President Donald Trump‘s fiery words and actions on immigrants fund the backlog, Boswell explains. “Under a system of laws, a person facing deportation cannot be picked up and immediately removed from the U.S. They are entitled to a hearing and that hearing is presided over by an immigration judge.”

And more judges won’t be enough to meet the need, Boswell warns. “Even if they did bring in more immigration judges, they are overloading the system. When and if this administration faces the realities of our immigration problem, they will see that we need comprehensive immigration reform that provides for legalization of many of those who are already here, and which also streamlines the process for those with good reason to be allowed into our country.”

Immigration officials underlined for the Post that, in an effort to slash the backlog, the administration had reversed the practice of prosecutorial discretion, whereby judges can set aside low-urgency cases in order to prioritize others.

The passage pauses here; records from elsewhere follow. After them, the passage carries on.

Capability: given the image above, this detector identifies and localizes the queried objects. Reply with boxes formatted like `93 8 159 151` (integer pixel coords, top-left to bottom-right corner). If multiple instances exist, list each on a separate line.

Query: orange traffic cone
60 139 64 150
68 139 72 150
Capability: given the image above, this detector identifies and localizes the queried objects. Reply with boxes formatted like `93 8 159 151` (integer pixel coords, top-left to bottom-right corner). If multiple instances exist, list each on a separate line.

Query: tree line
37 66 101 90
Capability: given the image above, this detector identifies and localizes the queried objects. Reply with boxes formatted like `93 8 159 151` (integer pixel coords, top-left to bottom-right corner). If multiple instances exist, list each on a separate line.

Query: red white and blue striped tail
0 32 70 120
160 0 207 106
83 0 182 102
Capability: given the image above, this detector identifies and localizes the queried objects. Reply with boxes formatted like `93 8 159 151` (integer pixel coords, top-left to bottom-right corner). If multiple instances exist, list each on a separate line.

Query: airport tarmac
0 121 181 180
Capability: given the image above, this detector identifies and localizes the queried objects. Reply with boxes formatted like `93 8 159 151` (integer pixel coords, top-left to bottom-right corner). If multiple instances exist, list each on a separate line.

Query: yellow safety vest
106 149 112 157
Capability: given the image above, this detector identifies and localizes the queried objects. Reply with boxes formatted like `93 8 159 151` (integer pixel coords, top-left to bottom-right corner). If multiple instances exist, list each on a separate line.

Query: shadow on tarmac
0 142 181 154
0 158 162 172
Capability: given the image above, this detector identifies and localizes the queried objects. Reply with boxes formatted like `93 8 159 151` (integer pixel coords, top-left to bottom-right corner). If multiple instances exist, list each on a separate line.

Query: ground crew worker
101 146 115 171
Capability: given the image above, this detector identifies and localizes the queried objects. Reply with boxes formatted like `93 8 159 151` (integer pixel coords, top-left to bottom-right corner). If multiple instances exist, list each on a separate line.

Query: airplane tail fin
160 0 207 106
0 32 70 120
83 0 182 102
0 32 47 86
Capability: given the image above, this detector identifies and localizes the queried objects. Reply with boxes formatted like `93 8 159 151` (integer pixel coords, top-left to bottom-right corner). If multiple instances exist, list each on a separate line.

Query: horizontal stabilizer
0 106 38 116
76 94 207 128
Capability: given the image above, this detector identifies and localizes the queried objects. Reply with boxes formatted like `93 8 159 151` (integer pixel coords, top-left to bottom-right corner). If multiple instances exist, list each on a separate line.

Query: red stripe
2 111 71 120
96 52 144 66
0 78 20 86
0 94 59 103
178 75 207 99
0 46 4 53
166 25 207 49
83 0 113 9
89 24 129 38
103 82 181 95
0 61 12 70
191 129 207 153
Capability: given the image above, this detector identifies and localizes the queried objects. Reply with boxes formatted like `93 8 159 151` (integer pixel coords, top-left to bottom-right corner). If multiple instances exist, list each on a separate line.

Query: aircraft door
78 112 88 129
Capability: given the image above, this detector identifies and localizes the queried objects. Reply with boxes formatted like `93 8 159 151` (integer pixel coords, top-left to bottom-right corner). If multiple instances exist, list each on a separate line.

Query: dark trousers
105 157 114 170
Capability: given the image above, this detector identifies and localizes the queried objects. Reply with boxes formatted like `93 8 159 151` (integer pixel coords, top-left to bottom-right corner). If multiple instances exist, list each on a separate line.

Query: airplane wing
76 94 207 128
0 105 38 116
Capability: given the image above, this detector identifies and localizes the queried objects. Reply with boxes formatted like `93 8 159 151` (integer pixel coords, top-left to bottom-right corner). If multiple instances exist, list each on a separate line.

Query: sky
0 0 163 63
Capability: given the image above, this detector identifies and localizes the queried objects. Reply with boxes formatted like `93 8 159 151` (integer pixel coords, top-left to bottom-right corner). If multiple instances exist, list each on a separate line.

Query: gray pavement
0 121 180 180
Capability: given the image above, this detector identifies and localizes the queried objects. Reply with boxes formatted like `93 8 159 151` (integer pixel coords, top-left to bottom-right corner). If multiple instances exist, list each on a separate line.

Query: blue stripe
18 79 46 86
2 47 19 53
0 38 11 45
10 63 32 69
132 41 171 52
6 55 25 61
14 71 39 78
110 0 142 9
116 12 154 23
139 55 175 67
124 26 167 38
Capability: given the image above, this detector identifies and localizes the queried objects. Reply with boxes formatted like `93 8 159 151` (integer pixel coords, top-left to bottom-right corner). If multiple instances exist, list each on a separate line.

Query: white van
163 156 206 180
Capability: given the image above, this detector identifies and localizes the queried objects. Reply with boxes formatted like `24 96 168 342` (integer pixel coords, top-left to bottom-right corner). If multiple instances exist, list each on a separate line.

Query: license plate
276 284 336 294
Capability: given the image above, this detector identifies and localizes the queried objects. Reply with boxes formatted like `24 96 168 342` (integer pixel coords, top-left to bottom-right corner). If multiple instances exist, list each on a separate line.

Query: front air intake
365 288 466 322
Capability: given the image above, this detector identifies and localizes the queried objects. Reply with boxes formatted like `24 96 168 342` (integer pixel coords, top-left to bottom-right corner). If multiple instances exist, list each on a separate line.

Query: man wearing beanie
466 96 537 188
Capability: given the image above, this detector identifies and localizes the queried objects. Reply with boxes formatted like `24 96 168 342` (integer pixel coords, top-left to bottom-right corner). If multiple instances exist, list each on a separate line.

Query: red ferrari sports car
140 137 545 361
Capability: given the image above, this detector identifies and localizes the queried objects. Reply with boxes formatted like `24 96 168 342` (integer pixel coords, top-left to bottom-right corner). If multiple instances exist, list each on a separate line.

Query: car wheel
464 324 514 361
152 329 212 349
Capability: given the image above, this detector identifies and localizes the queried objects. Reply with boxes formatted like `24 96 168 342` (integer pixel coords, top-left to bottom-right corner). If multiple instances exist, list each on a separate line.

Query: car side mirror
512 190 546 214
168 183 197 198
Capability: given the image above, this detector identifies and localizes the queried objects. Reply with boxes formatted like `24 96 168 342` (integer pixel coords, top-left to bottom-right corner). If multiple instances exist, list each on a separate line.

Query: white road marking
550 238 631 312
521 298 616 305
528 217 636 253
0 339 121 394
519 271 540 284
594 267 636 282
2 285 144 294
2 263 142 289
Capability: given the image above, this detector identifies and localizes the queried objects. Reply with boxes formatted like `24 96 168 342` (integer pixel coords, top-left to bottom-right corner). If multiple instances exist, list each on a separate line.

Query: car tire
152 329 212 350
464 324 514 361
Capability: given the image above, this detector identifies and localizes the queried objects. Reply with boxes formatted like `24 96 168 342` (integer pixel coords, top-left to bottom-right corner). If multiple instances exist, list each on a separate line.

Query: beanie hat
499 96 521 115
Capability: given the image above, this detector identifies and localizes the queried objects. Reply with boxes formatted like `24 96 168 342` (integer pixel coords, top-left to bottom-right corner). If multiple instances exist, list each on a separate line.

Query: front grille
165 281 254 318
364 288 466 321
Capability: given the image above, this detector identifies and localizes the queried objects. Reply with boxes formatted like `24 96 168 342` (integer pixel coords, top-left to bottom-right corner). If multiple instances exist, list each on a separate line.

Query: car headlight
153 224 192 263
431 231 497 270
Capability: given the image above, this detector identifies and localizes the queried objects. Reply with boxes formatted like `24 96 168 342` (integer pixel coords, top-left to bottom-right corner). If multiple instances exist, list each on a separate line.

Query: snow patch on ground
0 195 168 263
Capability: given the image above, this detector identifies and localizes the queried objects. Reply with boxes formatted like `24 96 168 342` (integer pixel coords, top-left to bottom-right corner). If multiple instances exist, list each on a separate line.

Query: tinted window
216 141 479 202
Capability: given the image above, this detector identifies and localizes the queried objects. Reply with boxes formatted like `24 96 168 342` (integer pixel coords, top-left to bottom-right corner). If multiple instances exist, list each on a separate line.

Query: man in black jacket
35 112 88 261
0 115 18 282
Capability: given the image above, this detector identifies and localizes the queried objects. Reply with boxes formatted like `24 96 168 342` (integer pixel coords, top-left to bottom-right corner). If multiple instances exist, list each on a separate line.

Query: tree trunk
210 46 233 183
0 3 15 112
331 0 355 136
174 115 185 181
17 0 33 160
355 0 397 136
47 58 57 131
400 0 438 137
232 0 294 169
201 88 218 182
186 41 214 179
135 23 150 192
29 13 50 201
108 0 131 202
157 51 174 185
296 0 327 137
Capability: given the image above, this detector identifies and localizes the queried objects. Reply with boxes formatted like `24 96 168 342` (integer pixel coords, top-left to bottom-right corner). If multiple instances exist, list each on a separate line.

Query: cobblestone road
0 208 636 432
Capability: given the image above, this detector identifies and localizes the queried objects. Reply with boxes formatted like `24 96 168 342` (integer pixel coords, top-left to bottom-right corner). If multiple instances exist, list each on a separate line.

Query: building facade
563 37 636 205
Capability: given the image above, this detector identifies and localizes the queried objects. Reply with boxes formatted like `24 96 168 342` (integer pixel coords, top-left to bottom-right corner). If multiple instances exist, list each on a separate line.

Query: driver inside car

The administration of former President Barack Obama—which deported an unprecedented number of undocumented migrants—introduced the practice to address the growing backlog.

A demonstrator holds a placard during a protest against discriminatory immigration policies in Washington, D.C., on October 18th, 2017.
A demonstrator holds a placard during a protest against discriminatory immigration policies in Washington, D.C., on October 18th, 2017.

(Photo: Jim Watson/AFP/Getty Images)

Boswell cited prosecutorial discretion as one means of curbing—as opposed to exacerbating, per the administration officials cited in the Post—the backlog. “They should go back to the prosecutorial discretion policies instituted by the previous administration, and look for a legislative compromise that will grant a form of amnesty to many of these people whose cases are clogging up the system,” Boswell says, adding that he’s almost certain the Trump administration will do none of that. “I am not convinced that the Trump administration really cares about remedying the situation. These policies satisfy the desire by their political base, which believes that we have way to many immigrants as it is and would be happy to have those caught up in the system deported as soon as possible.”

In addition to Sessions potentially re-opening 350,000 closed cases, there’s more still that the administration is doing to burden the courts; the upheaval wrought by months of controversial anti-immigrant policies is expected to funnel hundreds of thousands more into the court system.

Likely factoring into the backlog are, barring an act of Congress guaranteeing their status, the 690,000 recipients of the Deferred Action for Childhood Arrivals program and the people rounded up in a much-touted recent surge in Immigration and Customs Enforcement arrests following directives in executive orders that Trump signed shortly after his inauguration last year. On Monday, the administration announced its decision to discontinue temporary protected status for some 200,000 Salvadoran escapees of natural and political disaster. Many of those Salvadoran Americans may also end up in immigration court, particularly as a large proportion are married to U.S. citizens. Others have little hope of a successful court bid to remain in the U.S., despite having children who are U.S. nationals.

The backlog has left many families burdened and analysts with little faith in the functions of government. And now, everyone seems to be struggling to interpret whether the Trump administration is doing what it claims to be doing, or if it’s engaged in some complex act of brinkmanship.